Già perché, come nota Morya Longo su Il Sole 24 Ore, nonostante l’apporto dei prestiti Tltro erogati dalla Bce di cui le banche italiane sono le prime destinatarie, il credito bancario risulta rispetto ad allora ancora sotto di 100 miliardi circa. Una cifra rilevante, ma che ammonta al 2,5% del patrimonio delle famiglie. Non solo. Se si guarda all’allocazione delle risorse si scopre che solo l’1,5% dei risparmi finisce direttamente dal portafoglio delle famiglie in azioni od obbligazioni delle aziende italiane quotate o meno. La percentuale sale (si fa per dire) al 6% per le compagnie assicurative e al 2,5% per i fondi pensione: più o meno un ventesimo di quanto destinano i giganteschi fondi pensione giapponesi al listino di Tokyo, per giunta sostenuto negli ultimi anni da robusti acquisti della banca centrale. Il Sol Levante, altro Paese ove, nonostante la crisi, le famiglie continuano ad avere un’alta propensione al risparmio, affida così buona parte delle sue speranze di ripresa al portafoglio dei cittadini.
E da noi? In questi anni molti fattori hanno contribuito a favorire la diversificazione degli investimenti degli italiani oltre confine. A partire dalla struttura dell’eurozona che ha favorito la concentrazione dei risparmi di italiani (ma anche degli spagnoli, ad esempio) verso i listini forti dell’area euro: in assenza di rischio valutario, i capitali si sono mossi verso le aree più sicure con il risultato di allargare la forbice. Inoltre, limiti di governance delle imprese, scarsità di prodotti dedicate alle piccole e medie imprese, concorrenza delle banche e dello Stato hanno fortemente compresso le chance di crescita della Borsa o il decollo degli eurobonds.
Oggi, promette il ministro Padoan, si volta pagina. Il momento è propizio, visto che i titoli di Stato ormai rendono zero. Meglio sarebbe, però, se le scelte dell’esecutivo puntassero ad agevolare, e non a contrastare, il risparmio previdenziale a lungo termine.

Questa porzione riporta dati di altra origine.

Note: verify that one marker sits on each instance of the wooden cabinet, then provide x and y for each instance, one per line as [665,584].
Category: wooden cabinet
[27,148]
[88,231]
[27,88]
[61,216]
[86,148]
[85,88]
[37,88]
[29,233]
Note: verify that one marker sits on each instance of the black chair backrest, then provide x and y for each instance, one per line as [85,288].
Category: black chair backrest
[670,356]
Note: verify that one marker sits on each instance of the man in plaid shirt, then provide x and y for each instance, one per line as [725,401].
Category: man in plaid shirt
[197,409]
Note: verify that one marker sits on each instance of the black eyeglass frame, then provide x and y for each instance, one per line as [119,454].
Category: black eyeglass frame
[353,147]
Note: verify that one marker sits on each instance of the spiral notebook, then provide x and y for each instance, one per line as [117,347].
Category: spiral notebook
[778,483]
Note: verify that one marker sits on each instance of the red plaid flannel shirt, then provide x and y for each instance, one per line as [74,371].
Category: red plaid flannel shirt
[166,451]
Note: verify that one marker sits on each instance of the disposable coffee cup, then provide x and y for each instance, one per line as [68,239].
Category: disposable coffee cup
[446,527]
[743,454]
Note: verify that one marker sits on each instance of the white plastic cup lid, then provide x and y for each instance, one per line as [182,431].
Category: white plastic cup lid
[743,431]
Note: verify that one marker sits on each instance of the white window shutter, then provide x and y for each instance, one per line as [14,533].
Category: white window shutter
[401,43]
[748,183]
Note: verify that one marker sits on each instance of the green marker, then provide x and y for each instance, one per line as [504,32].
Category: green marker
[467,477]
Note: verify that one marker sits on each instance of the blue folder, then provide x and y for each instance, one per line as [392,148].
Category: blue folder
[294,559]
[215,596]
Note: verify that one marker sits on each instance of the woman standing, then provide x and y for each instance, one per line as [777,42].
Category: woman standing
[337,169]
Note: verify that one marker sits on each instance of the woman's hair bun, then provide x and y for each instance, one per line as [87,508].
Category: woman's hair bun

Oppure non si escogitasse il marchingegno dell’anticipo del Tfr in busta paga (con oneri fiscali non indifferenti), la punta dell’iceberg di un atteggiamento irresponsabile nei confronti della previdenza, l’iceberg contro cui rischia di andare a cozzare la pensione futura degli italiani.
Sarà questo il vero banco di prova della “finanza per la crescita”, il piano del governo che, al di là dei singoli provvedimenti, avrà successo solo se saprà risvegliare la fiducia degli italiani per un esecutivo che sappia guardare al di là dei sondaggi o degli orizzonti elettorali. Insomma, diversificare è bene. Però prima è meglio rafforzare le fondamenta di casa.
Molta strada è stata percorsa da quei terribili giorni del 2011, quando l’economia italiana, di colpo, fu costretta a fronteggiare un’emorragia di capitali internazionali in fuga dal Bel Paese. Quasi all’improvviso, la finanza pubblica si trovò a fronteggiare l’impennata dello spread oltre i 550 punti e a pagare tassi di interesse attorno al 7%, insostenibili nel medio termine. Tra le imprese, soprattutto piccole e medie, divenne di moda un termine quasi sconosciuto: il credit crunch, ovvero la stretta del credito che pure continua ancor oggi. Eppure, in cifre, l’Italia di allora non era più povera in termini di capitali.
Quel che mancava era l’apporto degli animal spirits. Anzi, c’erano. Ma a capirlo per primi furono gli operatori di Schroeder, Black Rock, Invesco, Fidelity e tutti gli altri colossi internazionali che hanno moltiplicato con successo i loro sforzi sull’Italia prima della reazione dei gruppi italiani, oggi finalmente alla riscossa.